There is also evidence that obesity itself increases albumin excretion, which progressively increases with obesity severity and, in rare cases, can lead to nephrotic syndrome.7 Obesity has also shown to be an important risk factor for renal disease progression in patients with glomerulopathies, such as in IgA nephropathy.28

Focal and segmental glomerulosclerosis (FSGS) is the type of glomerulonephritis most often associated with obesity.29 FSGS associated with obesity typically presents with nephrotic syndrome and progressive renal function loss. The morphological findings include glomerulomegaly, predominance of perihilar variant and mild podocyte fusion.29 Weight loss, either by dieting or through bariatric surgery, leads to proteinuria reduction.8

The association between obesity, MS and nephrolithiasis has been observed in some studies, mainly due to increased serum uric acid levels in obese individuals.30

Although obesity represents a major risk factor for the development of cardiovascular disease, some studies have shown that obesity is a protective factor in individuals with end-stage CKD (undergoing dialysis),8,31 perhaps because malnutrition is associated with higher mortality when compared to obesity. However, even in patients undergoing dialysis, visceral obesity is associated with increased risk of coronary calcification and adverse cardiovascular events.17 The pathophysiology of obesity-related kidney disease is shown in Figure 1.

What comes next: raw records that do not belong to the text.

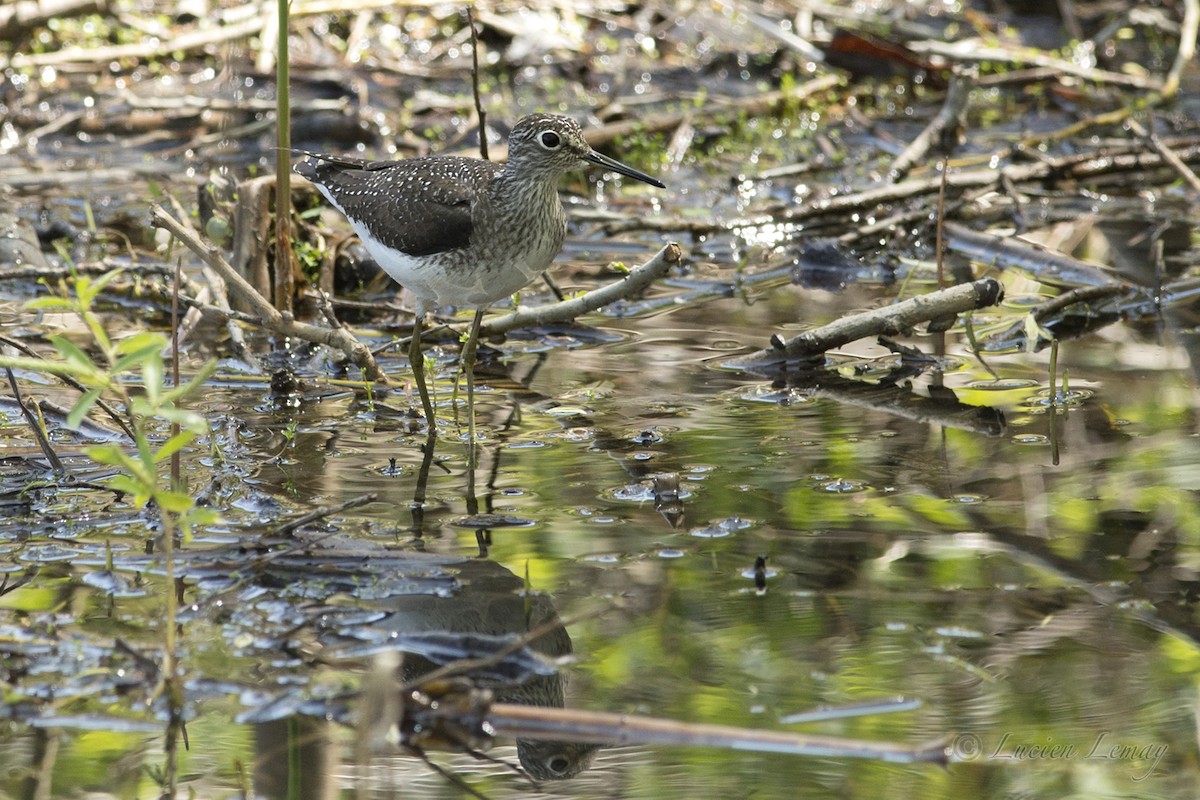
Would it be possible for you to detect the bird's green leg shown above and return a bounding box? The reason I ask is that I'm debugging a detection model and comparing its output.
[462,308,484,468]
[408,309,437,437]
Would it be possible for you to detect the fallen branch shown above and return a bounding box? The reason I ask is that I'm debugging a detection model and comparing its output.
[725,278,1004,368]
[888,68,979,184]
[944,222,1129,288]
[480,242,682,335]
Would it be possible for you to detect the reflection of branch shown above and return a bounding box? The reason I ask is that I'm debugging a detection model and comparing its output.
[150,204,388,383]
[786,371,1006,437]
[487,703,948,764]
[480,242,682,336]
[726,278,1004,368]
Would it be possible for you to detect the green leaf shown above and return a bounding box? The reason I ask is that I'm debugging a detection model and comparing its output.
[67,389,102,429]
[25,295,78,311]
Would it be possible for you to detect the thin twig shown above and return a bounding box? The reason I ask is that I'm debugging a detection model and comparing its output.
[480,242,683,336]
[150,204,388,383]
[726,278,1004,368]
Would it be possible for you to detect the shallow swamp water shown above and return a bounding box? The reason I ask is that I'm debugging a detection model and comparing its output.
[0,6,1200,799]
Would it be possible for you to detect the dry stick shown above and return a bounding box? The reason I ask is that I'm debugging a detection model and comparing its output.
[0,0,108,42]
[1163,0,1200,98]
[0,264,170,282]
[944,222,1132,288]
[271,493,379,534]
[1126,116,1200,192]
[725,278,1004,368]
[467,6,487,161]
[150,203,388,383]
[908,38,1160,91]
[200,265,257,363]
[487,703,947,764]
[170,258,184,492]
[480,242,683,336]
[887,67,979,184]
[607,139,1200,235]
[5,367,68,475]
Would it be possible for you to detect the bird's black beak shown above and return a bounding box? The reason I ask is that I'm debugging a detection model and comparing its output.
[583,150,666,188]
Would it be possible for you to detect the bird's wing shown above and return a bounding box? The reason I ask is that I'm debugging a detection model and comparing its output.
[295,154,502,255]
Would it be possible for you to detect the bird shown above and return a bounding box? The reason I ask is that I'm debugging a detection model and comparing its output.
[294,114,666,452]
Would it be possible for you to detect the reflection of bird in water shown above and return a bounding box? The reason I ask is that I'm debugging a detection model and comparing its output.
[372,559,599,781]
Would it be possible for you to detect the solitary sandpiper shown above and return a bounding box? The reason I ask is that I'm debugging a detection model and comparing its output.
[295,114,665,441]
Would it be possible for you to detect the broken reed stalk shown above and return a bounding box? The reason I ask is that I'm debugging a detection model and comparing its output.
[487,703,949,764]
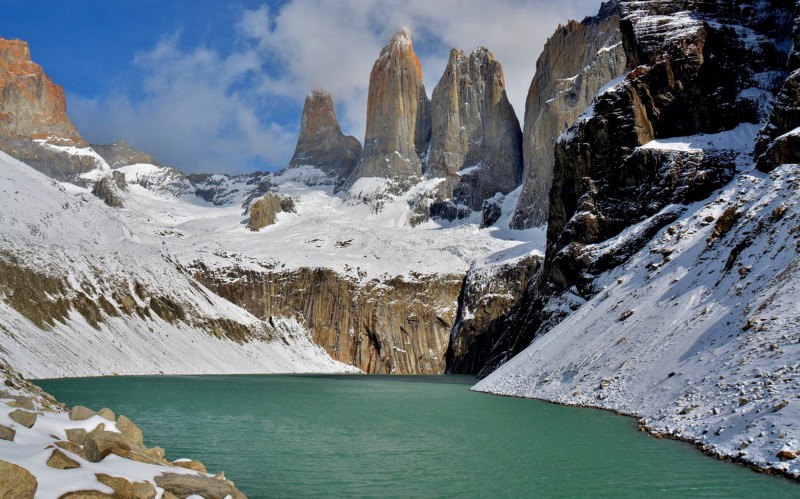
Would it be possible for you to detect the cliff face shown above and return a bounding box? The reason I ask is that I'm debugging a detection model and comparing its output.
[511,6,627,229]
[468,1,794,374]
[195,264,462,374]
[346,30,431,193]
[0,38,86,145]
[427,47,522,210]
[286,90,361,185]
[0,38,103,180]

The incidence of obesity has been increasing worldwide and is an important risk factor for kidney disease. There is evidence that obesity alone can lead to the development of kidney diseases, including chronic kidney disease, glomerulopathy and nephrolithiasis. The pathophysiology of obesity-related kidney disease includes anatomic and hemodynamic alterations in the renal system. More studies are required to better understand the association between obesity and kidney disease.